Imports are stuck or not completing
- Check your network connection.
- Restart the app.
- Try a different recipe URL to confirm it isn't source-specific.
Share Extension isn't showing in Safari
- Open the iOS Share Sheet → More → enable Heirloom.
- Restart Safari and try again.
Contact us
- Support: support@heirloomrecipebox.app (include the email on your account if it's an account question)
- Press: press@heirloomrecipebox.app
- General: hello@heirloomrecipebox.app
Discord community
Join the Heirloom Community Discord for faster help, bug reports, feature requests, and recipe talk with other members.
Join here: https://discord.gg/tfrMzefJFj
When you report something, the details that help us fix it fastest:
- What you were trying to do
- What happened instead
- A screenshot or short screen recording, if you can
- Device model and OS version
- Whether you were importing from link, video, PDF, photo, or voice
TestFlight (beta)
Open TestFlight → Heirloom → Send Beta Feedback and attach screenshots or logs if you have them.
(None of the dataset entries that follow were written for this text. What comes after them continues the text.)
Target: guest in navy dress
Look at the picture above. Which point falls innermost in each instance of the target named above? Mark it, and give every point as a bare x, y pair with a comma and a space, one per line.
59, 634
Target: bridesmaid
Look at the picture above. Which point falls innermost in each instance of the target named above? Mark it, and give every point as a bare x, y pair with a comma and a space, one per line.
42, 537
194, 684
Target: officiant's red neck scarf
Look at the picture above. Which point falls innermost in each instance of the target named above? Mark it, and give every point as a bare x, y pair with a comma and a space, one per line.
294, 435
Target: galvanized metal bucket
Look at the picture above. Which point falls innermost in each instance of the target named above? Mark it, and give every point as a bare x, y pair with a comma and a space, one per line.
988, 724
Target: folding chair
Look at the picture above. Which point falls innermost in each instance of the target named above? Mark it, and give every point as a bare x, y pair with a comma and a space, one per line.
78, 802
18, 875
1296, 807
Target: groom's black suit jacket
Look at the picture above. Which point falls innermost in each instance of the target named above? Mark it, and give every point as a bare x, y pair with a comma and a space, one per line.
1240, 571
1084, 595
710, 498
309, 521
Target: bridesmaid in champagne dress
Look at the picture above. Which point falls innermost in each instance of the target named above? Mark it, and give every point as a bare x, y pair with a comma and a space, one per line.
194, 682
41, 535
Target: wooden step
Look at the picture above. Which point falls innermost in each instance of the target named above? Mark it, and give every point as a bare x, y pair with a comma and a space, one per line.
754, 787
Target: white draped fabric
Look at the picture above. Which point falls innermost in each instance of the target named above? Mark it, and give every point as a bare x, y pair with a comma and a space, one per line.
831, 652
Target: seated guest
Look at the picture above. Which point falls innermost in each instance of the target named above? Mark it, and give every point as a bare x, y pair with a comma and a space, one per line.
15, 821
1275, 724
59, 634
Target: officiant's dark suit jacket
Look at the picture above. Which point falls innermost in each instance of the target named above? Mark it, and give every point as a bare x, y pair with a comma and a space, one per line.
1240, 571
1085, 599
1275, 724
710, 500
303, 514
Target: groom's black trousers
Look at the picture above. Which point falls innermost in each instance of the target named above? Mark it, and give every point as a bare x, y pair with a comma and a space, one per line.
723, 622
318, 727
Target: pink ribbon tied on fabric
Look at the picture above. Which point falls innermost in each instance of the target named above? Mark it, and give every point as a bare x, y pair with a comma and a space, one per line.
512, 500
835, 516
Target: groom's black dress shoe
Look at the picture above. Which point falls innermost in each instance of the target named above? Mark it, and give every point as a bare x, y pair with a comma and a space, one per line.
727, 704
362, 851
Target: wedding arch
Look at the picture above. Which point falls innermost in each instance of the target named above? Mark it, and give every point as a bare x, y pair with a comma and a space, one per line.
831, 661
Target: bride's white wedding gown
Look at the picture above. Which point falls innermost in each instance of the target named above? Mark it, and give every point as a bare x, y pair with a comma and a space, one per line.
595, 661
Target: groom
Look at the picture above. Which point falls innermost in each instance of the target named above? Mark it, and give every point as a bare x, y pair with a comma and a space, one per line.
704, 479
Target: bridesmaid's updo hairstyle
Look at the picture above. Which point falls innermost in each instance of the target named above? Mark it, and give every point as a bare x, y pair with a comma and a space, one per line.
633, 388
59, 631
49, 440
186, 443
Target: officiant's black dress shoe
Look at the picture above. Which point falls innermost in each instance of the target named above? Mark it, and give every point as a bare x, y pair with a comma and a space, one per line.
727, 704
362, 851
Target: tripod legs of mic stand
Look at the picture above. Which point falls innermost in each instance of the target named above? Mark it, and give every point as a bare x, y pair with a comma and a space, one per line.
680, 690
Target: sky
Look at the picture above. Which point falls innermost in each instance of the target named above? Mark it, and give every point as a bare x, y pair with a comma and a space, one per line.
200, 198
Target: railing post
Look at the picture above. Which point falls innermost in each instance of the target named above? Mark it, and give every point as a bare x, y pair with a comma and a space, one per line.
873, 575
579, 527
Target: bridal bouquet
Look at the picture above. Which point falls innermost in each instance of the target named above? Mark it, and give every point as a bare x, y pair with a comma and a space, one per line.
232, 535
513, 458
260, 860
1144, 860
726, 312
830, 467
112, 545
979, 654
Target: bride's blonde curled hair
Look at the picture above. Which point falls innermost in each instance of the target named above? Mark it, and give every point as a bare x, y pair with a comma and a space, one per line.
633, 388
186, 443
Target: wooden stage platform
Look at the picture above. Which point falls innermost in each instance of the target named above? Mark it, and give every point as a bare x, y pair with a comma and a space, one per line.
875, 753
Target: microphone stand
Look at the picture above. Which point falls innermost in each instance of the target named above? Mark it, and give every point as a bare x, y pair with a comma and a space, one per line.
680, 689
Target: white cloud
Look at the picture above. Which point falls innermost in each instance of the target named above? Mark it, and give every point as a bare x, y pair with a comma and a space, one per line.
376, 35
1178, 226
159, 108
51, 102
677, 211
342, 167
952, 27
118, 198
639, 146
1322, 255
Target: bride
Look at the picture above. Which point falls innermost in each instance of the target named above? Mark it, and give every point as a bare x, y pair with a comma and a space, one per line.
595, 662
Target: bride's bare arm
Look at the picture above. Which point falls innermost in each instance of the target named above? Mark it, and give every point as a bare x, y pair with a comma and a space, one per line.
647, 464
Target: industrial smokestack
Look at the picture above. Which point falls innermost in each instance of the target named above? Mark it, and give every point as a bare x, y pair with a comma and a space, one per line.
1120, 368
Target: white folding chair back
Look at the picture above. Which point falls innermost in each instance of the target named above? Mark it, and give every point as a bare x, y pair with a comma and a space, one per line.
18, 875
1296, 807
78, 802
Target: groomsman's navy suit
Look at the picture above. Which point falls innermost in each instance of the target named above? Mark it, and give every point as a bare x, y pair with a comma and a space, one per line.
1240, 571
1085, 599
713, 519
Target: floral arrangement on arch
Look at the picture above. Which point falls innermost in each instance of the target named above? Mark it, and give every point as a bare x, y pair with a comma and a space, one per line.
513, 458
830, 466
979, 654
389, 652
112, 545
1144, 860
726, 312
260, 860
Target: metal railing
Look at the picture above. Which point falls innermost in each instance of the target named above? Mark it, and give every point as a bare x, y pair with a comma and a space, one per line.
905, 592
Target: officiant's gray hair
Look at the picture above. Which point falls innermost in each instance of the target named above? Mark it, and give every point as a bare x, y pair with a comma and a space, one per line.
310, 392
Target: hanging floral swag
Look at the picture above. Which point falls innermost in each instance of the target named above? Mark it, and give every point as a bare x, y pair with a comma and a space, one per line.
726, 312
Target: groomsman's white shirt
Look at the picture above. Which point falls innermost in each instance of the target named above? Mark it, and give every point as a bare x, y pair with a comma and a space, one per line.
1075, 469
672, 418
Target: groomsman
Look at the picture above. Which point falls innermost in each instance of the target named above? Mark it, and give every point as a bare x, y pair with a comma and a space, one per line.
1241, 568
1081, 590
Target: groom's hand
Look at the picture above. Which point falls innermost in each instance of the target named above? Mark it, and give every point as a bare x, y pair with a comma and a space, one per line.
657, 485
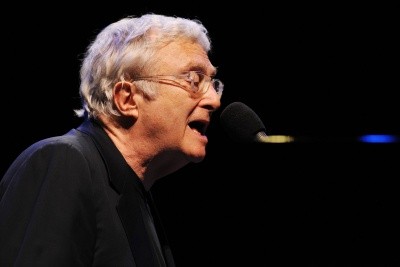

How to delete your account
For anonymous users (no account created)
Delete the Heirloom app from your device. Your data is stored locally and will be permanently erased. Server-side anonymous data is automatically cleaned up within 35 days.
For users with an account
- Open Heirloom on your phone.
- Go to Settings (inside the app).
- Tap Privacy & Data → Delete Account.
- Follow the confirmation steps.
If you can't access the app, email support@heirloomrecipebox.app with the subject line "Account Deletion Request" and include the email address on your account.
For safety, we may ask you to confirm the request from the email address on the account. If you can't access that email, we may be unable to verify ownership and complete deletion.
Data export / access request
To request an export of your account data, email support@heirloomrecipebox.app with the subject "Data Export Request" and include the email address on your account.
How to cancel a subscription
iOS
- Open Settings on your iPhone.
- Tap your Apple ID (your name at the top).
- Tap Subscriptions.
- Select Heirloom Recipe Box.
- Tap Cancel Subscription.
Android
- Open the Play Store app.
- Tap your profile → Payments & subscriptions → Subscriptions.
- Select Heirloom Recipe Box.
- Tap Cancel subscription.
If you started a trial, canceling stops the subscription from renewing at the end of the trial period. You keep Premium access through the end of any period you've already paid for.
Refunds
Apple and Google handle refunds for App Store and Play Store purchases. You can request a refund through your platform's purchase history — the exact flow varies by region and OS version.